Compute needs are rapidly growing, and individual CPU speeds have not kept pace with that increase. The simple fact is they aren’t ever going to be able to - we face the everpresent constraint of the speed of light, regardless of how many transistors we can cram onto a chip. Sure, stacking CPU cores solves the raw processing needs, but just cobbling more cores into a single server can’t provide the redundancy for zero-downtime or the scale for massive computing jobs.
The Problem: Feeding data into the CPU
The fundamental problem is aligning data with compute. After all, the CPU needs to have some numbers to crunch. Moving data to the CPU for computation in a single machine is doable, but scaling such that we can execute computation on a multiplicity of machines presents a cornucopia of new challenges
We need a way to run code efficiently in a concurrent and distributed fashion.
Today’s State-of-the-Art: Event-driven architectures and their limitations
Today’s best-in-class architectures rely on a message/event-driven model. However, all event-driven system ultimately rely on centralized databases to store new data and make it available to other systems. That compels you either towards a monolithic database (and single point-of-failure) or islands of disconnected state that don’t reconcile with each other.
For many applications, relying on a centralized database is not an insurmountable hurdle. Modern databases are well-optimized and downright speedy. Latency can be overcome by vertical or horizontal scaling of your database. So what’s the problem? Data distribution. The best centralized database in the world is useless if client applications can’t connect to it (for example, during an outage). Large companies have recourse to the infrastructure necessary to mitigate downtime from database availability failures this, but most users sure don’t. Resiliency also becomes an increasing concern with this model, especially as you consider hardware outside of the datacenter.
Distributed Actors: Battle-tested for decades and ready for tomorrow’s challenges
Enter the distributed actor.
Actors are a programming model that addresses the requirements of concurrent computation by defining what each actor in a system can do and how they interact with one another. It allows for the breaking apart of massive and complex computation tasks into individual ones that can be distributed across multiple machines in multiple data centers.
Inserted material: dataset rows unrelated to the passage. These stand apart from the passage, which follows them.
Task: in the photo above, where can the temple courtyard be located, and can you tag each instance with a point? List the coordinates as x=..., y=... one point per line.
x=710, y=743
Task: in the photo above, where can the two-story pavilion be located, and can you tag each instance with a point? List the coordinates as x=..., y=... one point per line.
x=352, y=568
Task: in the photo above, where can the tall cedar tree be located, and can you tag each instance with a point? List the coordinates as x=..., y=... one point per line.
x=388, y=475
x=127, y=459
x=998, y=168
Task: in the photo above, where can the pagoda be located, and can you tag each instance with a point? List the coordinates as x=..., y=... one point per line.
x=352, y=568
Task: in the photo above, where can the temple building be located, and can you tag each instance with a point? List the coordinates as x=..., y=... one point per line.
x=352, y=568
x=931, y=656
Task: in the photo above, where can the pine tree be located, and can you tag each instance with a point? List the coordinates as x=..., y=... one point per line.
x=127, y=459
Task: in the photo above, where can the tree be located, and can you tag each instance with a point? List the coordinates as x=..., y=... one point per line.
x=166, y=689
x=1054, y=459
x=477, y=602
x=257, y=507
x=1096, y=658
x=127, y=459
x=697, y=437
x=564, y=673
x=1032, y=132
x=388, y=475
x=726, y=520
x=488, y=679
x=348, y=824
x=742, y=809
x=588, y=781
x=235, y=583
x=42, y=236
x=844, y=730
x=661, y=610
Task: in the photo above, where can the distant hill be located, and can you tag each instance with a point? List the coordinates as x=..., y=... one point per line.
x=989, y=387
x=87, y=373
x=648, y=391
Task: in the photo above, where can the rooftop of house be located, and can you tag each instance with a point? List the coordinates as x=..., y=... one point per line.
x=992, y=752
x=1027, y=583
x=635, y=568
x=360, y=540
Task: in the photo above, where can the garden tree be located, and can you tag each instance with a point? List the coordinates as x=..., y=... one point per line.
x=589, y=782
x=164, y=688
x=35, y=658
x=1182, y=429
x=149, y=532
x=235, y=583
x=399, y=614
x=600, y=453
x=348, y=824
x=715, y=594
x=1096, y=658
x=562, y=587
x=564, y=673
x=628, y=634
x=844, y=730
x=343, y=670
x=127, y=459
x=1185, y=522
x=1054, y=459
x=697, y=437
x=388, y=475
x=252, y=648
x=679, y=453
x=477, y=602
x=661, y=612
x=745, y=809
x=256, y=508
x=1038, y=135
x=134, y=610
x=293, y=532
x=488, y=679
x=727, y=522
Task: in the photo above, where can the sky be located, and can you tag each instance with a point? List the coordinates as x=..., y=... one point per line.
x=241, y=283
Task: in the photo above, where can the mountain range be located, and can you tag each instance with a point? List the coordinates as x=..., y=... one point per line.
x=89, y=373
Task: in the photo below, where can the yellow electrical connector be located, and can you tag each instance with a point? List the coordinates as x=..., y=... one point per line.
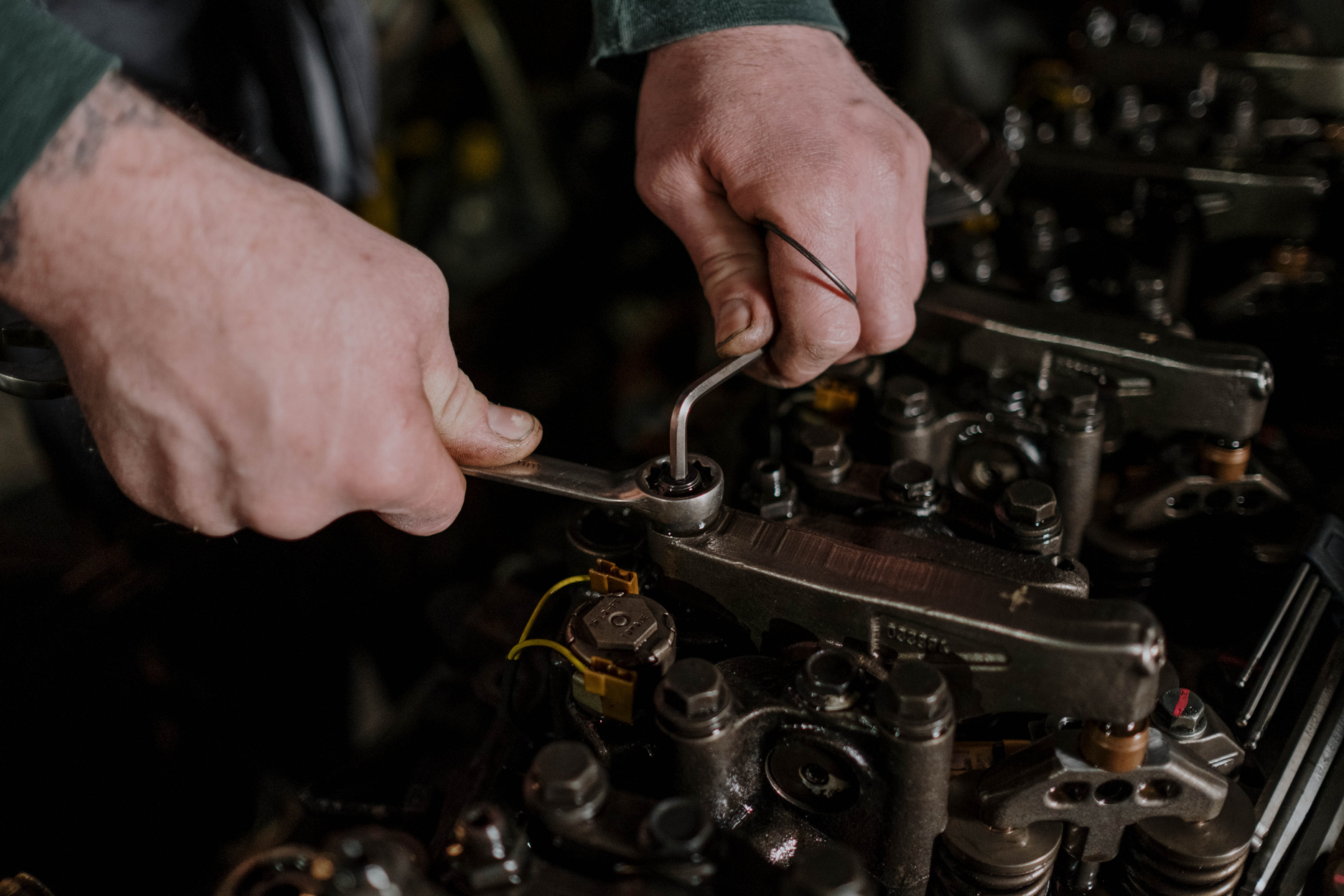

And sure, if you squint, actors do look like messaging systems. After all, actors send messages to one another and react to the messages that they’ve received.
But there is an important difference in how actors and event systems operate. Actors define their identity in a stateful and evolving fashion. In other words, an actor contains both logic (code that describes how to manipulate data passed via a message) and the most recent data computed by the actor (also known as “state”).
For example, if we create a new actor and set its value to zero, the state of that actor is 0. If we send the actor an "add 1" message, the actor will add 1 to 0 and record its new state as 1. The "add 1" logic is the actor's code, the current value of the actor is its state.
Actors shine in a number of contexts, specifically because of this bundling of logic and state. With actors, code executes using the actor’s existing internal data (its state) in combination with new data passed to the actor. Everything the actor needs to do its job is locally-accessible - the actor has no need to connect to an external data source such as a message bus or database.
Building with an actor model provides an excellent foundation for first-class offline support - allowing applications to continue to function even disconnected from the network.
Actors at scale: Constructing infinitely complex systems from simple building blocks
In the distributed actor model, the developer defines the system. The system then defines the environment that an actor operates in. The actor itself is a fully self-contained atomic unit that is only responsible for its one job. Actors operate sequentially by default, but support concurrent execution, as well. The actor is only concerned with the messages it receives and how it reacts. It doesn’t share memory with other actors and other actors can never directly alter its state.
Composing actors together creates a complex system out of simple building blocks. Each actor is a block of encapsulated logic and state, and developers can utilize as many of these blocks as needed. If one actor fails, that compute job is rescheduled to an available node. When an actor fails, the system notifies other concerned actors of the failure. Those concerned actors can then restart themselves or otherwise react to the notification.
In addition to the complexity and resiliency benefits of actors, the actor model also provides comparatively lower latency. While starting and stopping atomic processes by the millions may seem computationally slow and expensive, actors are incredibly lightweight and they cold start and shut down in mere microseconds.
Distributed Stateful Actors: An architectural paradigm shift to meet tomorrow’s needs
Great speed, resiliency, availability, and offline support make actors a compelling model for the next generation of applications.
Mycelial believes that the future is highly concurrent. We need to be ready for problems that involve a medley of machines, latency tolerances and connectivity stories. Actors elegantly empower developers to tackle these challenges in a performant and flexible fashion.